Office 365 users are suffering outages across the country today, with Microsoft confirming that they are experiencing issues that appear to be specific to users in the United Kingdom.
The outage comes weeks after the company suffered authentification issues that left thousands of users around the world locked out.
We're investigating intermittent connectivity issues specific to the United Kingdom under MO141928.
— Office 365 Status (@Office365Status) June 15, 2018
Office 365 is a collection of different applications aggregated under a common portal. Users have taken to Twitter to complain that the Email service within Office 365 is noticeably slow with some commenting that their Office 365 application is stuck on updating inbox.

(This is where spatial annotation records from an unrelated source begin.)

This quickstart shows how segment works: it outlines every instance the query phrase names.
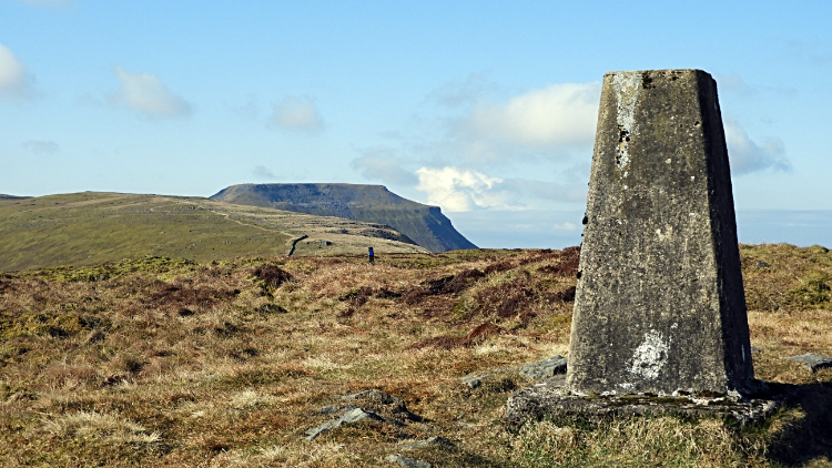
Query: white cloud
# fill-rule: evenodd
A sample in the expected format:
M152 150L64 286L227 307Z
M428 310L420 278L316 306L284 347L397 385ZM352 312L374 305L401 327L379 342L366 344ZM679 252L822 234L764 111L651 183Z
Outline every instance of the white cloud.
M264 181L276 181L277 179L280 179L277 177L277 175L274 174L274 172L272 172L272 170L264 166L263 164L256 165L252 170L252 175L255 176L256 179L264 180Z
M474 207L498 204L490 189L503 182L477 171L446 166L443 169L422 167L416 171L422 192L427 192L428 203L439 205L448 212L465 212Z
M34 79L23 63L3 44L0 44L0 98L18 100L34 95Z
M591 145L600 83L552 84L501 105L477 104L465 125L477 136L540 149Z
M354 159L349 165L362 173L364 179L385 184L416 184L416 175L402 166L402 161L388 147L368 150L363 156Z
M449 81L440 85L432 91L425 100L446 108L457 108L473 104L484 94L497 89L497 84L488 81L485 73L471 73L463 82Z
M733 175L768 169L791 171L791 163L785 156L785 146L780 140L765 139L760 145L751 140L745 130L731 118L724 119L724 129L728 157Z
M32 7L43 7L52 9L65 10L74 6L73 2L68 0L17 0L20 3L26 3Z
M272 105L272 124L288 130L313 132L323 128L323 120L308 96L286 98L282 103Z
M52 140L29 140L23 142L23 147L35 153L57 153L61 146Z
M173 94L155 74L131 73L115 67L115 75L121 81L121 90L108 96L111 105L124 105L150 118L191 114L191 104Z

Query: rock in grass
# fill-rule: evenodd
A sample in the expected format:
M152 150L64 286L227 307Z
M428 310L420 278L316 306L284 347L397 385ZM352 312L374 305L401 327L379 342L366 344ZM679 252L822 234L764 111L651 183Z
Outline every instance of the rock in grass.
M483 380L488 377L490 374L483 374L480 376L465 376L461 378L461 380L470 387L471 389L478 388L480 385L483 385Z
M365 411L362 408L355 408L348 413L345 413L343 416L328 420L321 426L313 427L312 429L307 429L304 435L306 436L306 440L313 440L315 437L328 433L332 429L335 429L336 427L341 427L345 424L355 424L363 421L365 419L375 420L378 423L385 423L385 418L378 416L377 414L373 411Z
M409 421L420 421L422 417L407 410L405 400L393 395L385 394L384 391L369 389L359 391L357 394L347 395L341 397L343 400L352 401L366 401L373 409L378 410L382 414L392 414L396 417L407 419ZM388 418L389 419L389 418ZM390 424L402 425L402 421L396 419L388 420Z
M813 373L832 367L832 358L814 353L801 354L800 356L782 357L781 359L789 359L800 363L803 367Z
M428 448L428 447L453 447L453 446L454 446L454 442L446 439L445 437L439 437L439 436L429 437L425 440L399 444L399 447L405 448L405 449L412 449L412 450L416 450L419 448Z
M390 464L398 465L406 468L430 468L432 465L427 461L414 460L413 458L403 457L400 455L390 455L385 458Z
M351 400L369 400L369 401L376 401L381 403L383 405L393 406L396 408L405 409L405 400L398 397L394 397L393 395L385 394L382 390L371 389L371 390L364 390L359 391L357 394L347 395L345 397L342 397L341 399L351 399Z
M566 358L559 354L520 367L520 375L534 381L547 380L558 374L566 374Z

While others are reporting problems with Office Find Time an application that highlights available schedule times in the users calendar. Other applications in Office such as Sharepoint are been reported as slow or unresponsive.
@Office365Status is there problem with SharePoint online in general today for all customers? its unresponsive, throwing random errors.
— Shankar Gurav (@twittsshankar) June 13, 2018
However, the bulk of the issues seem to be in the Email application of Office 365 with some users reporting delays of 30 minutes in sending and receiving emails, while others can not access their accounts at all.
The issues come just two days after Jared Spataro Corporate VP for Microsoft Office Marketing announced an array of planned updates in a blog post: “We’re pleased to announce user experience updates for Word, Excel, PowerPoint, OneNote, and Outlook rolling out gradually over the next few months.”
Spataro highlighted that the updates will not happen all at once: “Instead, over the next several months we will deploy new designs to select customers in stages and carefully test and learn. We’ll move them into production only after they’ve made it through rigorous rounds of validation and refinement.”
UK Testing
At the time of writing the issues with Office 365 are contained to users within the United Kingdom.
Pete Banham, cyber resilience expert at Mimecast, told Computer Business Review: “Exact details have been unclear which highlights the danger of outsourcing your business email uptime to a third-party. Operational dependency on any single IT environment creates business risks that need be considered carefully.”
He also highlighted the need to have in place a contingency plan to deal with these types of outages that can have a severe impact on businesses operations: “Anyone outsourcing a critical communication service like email must consider a cyber resilience strategy that assures the ability to recover and continue with business as usual.”